Huntsman offered up a detailed plan for tax reform earlier in this campaign that the Wall Street Journal praised as a benchmark for all other candidates. Now he has released a plan for reforming the financial sector. And both Tea Party members and Occupy Wall Street should be excited about it.
“These reforms are the best tradition of American capitalism – which is letting individuals rise and fall on their own merit,” said Huntsman’s domestic-policy advisor Steve Bogden, “This is an example of when you need to save capitalism from crony capitalists.”
Huntsman calls the current financial status-quo after the 2008 crisis and Dodd-Frank a “‘doom loop’ in which banks and their creditors are bailed out, and therefore feel empowered to again take excessive risk. He points to Europe’s increasingly state-managed financial sector as a fate America must avoid. “
“But this cannot mean that the government allocates credit,” Huntsman says, “We need the market to allocate credit, without the kinds of subsidies that encourage a build-up in dangerous amounts of borrowing and leverage anywhere in the economy.”
Here’s a thumbnail sketch of the plan:
- Set a hard cap on bank size based on assets as a percentage of GDP. (This cap would be on total bank size, not using any of the illusory “risk-weights” currently central to thinking about bank accounting… )
- We should have a similar cap on leverage—total borrowing—by any individual bank, relative to GDP.
- Impose a fee on banks whose size exceeds a certain percentage of GDP to cover the cost they would impose on taxpayers in a bailout, thus eliminating the implicit subsidy of their too-big-to- fail status.
- In addition, focus on establishing an FDIC insurance premium that better reflects the riskiness of banks’ portfolios.
- Strengthen capital requirements, moving far beyond what is envisioned in the current Basel Accord.
There are a few standard-issue elements to the plan. Huntsman wants to repeal Dodd-Frank and unwind Fannie and Freddie.

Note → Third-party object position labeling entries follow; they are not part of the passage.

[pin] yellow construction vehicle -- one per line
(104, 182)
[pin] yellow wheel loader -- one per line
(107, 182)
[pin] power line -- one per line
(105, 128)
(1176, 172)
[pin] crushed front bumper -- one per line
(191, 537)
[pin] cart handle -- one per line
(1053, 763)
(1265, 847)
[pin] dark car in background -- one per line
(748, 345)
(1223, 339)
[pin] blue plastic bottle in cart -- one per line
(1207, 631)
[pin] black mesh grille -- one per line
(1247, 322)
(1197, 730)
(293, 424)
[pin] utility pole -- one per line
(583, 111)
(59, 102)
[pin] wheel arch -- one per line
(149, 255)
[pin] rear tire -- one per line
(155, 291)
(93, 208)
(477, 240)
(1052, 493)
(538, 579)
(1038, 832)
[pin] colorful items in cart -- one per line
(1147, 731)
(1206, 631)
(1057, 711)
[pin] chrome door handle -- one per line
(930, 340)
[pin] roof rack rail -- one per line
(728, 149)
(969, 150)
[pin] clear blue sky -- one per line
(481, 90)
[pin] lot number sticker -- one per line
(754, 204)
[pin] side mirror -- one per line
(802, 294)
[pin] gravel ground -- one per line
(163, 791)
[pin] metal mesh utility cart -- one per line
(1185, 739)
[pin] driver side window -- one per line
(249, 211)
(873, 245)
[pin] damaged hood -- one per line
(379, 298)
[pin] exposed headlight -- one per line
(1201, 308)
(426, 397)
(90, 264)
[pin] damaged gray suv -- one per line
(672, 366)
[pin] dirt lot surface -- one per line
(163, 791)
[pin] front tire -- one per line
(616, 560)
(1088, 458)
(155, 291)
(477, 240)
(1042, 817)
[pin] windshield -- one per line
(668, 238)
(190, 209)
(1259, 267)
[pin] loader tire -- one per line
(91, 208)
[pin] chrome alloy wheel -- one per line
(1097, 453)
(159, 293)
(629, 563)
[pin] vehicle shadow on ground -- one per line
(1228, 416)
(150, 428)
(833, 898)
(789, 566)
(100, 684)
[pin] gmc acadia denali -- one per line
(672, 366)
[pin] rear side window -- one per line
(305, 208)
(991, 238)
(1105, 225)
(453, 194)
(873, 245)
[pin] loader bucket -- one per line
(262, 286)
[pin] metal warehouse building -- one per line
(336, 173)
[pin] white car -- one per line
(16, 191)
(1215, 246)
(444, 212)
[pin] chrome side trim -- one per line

But there are some surprises too. Huntsman doesn’t endorse the gold-standard explicitly but he does call for “sound money” in his plan contending that we “cannot devalue our way to prosperity.” He wants to prosecute robo-signers, calling it a “basic question of the rule of law.” And he wants to gently guide Europe to the the kind of “fiscal consensus forged by Alexander Hamilton and Albert Gallatin “
UPDATE 2:07 PM “I don’t think anything in there should be controversial. It’s all free-market oriented,” said Bogden, “letting people be responsible for their actions. If you look at a firm like Brown Bothers Harriman they didn’t need a bailout because they had skin in the game. We’re just asking the financial sector to resemble the rest of American capitalism.”